Spiegel
February 27, 2015
The end began in the National Theater of Greece in Athens. It was the evening of Wednesday, Feb. 18, and the work on stage was "Happy Days," a two-character play by Samuel Beckett. On stage, a not-particularly-young woman slowly sank into a pile of dirt, talking all the while. Finally, she was stuck up to her neck, but continued talking and making plans even though she could move little more than her eyes and her mouth.
Greek Finance Minister Yanis Varoufakis was in the audience. "Splendid performance(s)," he tweeted two days after the show. The evening, he wrote, was "such a relief from you know what ..."
In hindsight, the scene seems like an omen -- like a screenplay for the days to come. Theater, after all, is a reflection of humanity's existence as a whole -- and sometimes it reflects the specific existence of a Greek finance minister.
At the same time as Varoufakis was enjoying his visit to the theater, his German counterpart Wolfgang Schäuble was attending a very different show, one in which the main character was Portuguese Finance Minister Maria Luís Albuquerque.
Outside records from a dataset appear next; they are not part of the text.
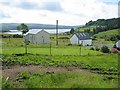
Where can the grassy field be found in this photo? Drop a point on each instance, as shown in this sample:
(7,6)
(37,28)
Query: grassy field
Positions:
(62,80)
(107,33)
(61,56)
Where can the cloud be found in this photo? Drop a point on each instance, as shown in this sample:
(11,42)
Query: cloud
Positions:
(52,6)
(26,5)
(4,15)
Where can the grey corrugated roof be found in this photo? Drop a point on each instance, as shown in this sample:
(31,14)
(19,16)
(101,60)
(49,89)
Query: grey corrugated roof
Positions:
(82,36)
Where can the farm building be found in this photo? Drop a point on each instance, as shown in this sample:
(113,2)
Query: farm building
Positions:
(81,38)
(37,36)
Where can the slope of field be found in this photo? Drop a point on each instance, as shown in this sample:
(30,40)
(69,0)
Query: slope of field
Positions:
(62,58)
(107,34)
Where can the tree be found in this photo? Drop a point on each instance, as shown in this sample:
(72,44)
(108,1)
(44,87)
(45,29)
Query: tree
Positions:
(72,31)
(24,28)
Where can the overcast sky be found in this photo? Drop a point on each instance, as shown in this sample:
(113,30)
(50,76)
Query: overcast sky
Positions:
(68,12)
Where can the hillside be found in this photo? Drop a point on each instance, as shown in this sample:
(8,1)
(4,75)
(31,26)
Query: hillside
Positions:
(111,35)
(12,26)
(100,25)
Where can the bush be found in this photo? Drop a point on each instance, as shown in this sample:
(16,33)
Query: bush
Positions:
(105,49)
(97,49)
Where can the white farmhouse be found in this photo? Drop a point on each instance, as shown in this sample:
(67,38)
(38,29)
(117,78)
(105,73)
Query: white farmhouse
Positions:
(81,38)
(37,36)
(118,44)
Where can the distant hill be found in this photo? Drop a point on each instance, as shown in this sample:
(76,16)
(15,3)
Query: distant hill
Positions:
(12,26)
(100,25)
(111,35)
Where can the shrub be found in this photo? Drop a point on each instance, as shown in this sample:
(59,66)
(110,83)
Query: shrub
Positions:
(91,48)
(105,49)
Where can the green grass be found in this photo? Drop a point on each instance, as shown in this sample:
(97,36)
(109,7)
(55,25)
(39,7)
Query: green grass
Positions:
(63,56)
(91,62)
(64,80)
(107,34)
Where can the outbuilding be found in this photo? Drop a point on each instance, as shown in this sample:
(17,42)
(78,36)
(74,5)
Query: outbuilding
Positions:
(37,36)
(81,39)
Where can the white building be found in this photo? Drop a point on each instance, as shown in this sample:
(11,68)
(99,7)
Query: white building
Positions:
(37,36)
(81,38)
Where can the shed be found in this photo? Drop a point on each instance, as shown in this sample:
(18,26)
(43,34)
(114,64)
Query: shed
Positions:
(37,36)
(81,38)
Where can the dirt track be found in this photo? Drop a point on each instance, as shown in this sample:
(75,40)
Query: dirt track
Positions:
(13,71)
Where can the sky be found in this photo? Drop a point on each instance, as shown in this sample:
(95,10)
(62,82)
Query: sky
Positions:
(68,12)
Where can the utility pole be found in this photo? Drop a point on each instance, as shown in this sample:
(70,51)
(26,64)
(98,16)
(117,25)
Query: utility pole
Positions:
(56,32)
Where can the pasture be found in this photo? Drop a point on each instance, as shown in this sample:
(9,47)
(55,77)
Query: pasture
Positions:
(99,70)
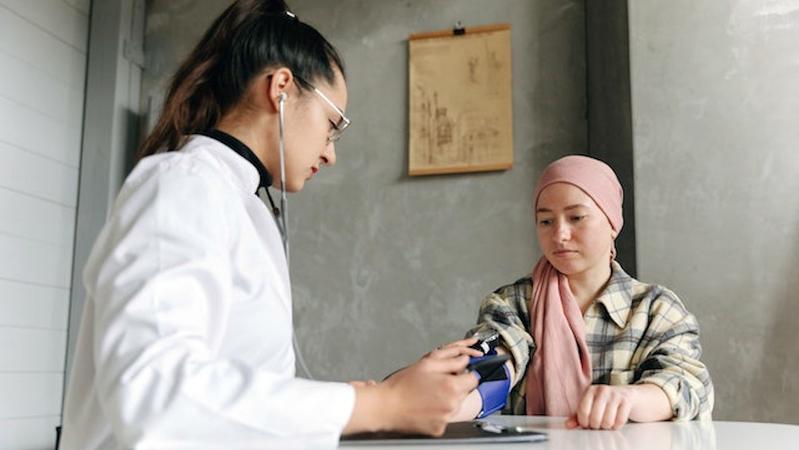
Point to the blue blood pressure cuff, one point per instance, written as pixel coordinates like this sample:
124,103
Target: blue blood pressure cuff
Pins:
493,387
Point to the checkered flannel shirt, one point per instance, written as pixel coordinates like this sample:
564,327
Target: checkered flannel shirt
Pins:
636,333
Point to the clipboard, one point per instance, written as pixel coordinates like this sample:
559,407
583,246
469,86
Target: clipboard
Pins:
457,433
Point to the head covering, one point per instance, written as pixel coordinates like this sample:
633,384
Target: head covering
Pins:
594,177
560,370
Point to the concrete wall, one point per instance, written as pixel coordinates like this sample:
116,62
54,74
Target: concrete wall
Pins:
385,267
715,107
610,136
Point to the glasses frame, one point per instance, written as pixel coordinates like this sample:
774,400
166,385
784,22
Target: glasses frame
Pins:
343,123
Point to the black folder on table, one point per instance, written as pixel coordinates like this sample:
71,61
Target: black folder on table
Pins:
457,433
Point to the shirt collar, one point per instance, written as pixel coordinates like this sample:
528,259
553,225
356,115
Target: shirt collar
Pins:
265,178
617,295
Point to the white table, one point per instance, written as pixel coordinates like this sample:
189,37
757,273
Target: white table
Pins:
647,436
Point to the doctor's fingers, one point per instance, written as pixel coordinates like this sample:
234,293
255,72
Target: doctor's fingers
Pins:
453,351
454,364
460,343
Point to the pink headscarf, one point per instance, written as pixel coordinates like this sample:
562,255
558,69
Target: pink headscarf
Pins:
561,367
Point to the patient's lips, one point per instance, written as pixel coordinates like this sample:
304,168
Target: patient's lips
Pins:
564,252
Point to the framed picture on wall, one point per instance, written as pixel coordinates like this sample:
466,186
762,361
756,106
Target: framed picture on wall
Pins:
461,112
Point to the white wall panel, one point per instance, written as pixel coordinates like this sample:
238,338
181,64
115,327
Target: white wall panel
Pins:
30,394
36,433
56,17
31,130
43,46
36,219
27,305
80,5
32,350
41,50
35,262
32,87
29,173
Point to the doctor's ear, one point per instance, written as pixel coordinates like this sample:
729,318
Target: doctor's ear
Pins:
279,82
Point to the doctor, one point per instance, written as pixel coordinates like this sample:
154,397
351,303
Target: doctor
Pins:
185,340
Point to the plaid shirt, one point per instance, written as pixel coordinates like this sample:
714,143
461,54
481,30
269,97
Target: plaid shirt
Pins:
636,333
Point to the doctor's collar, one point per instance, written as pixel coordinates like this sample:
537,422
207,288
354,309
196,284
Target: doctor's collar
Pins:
265,178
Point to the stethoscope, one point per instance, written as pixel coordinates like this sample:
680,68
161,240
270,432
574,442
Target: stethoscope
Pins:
281,215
She was a guest speaker at the Bertelsmann Stiftung and used her talk to review the significant progress her country has made since almost going broke four years ago. The country's finances are now under control and economic growth has returned.
"My dear friend," Schäuble addressed her pleasantly. The warmth in his voice made him sound like a teacher who had just barely managed to prevent a student from failing out of school. Why, he seemed to be thinking, can't all finance ministers in Europe be like Maria Luís Albuquerque?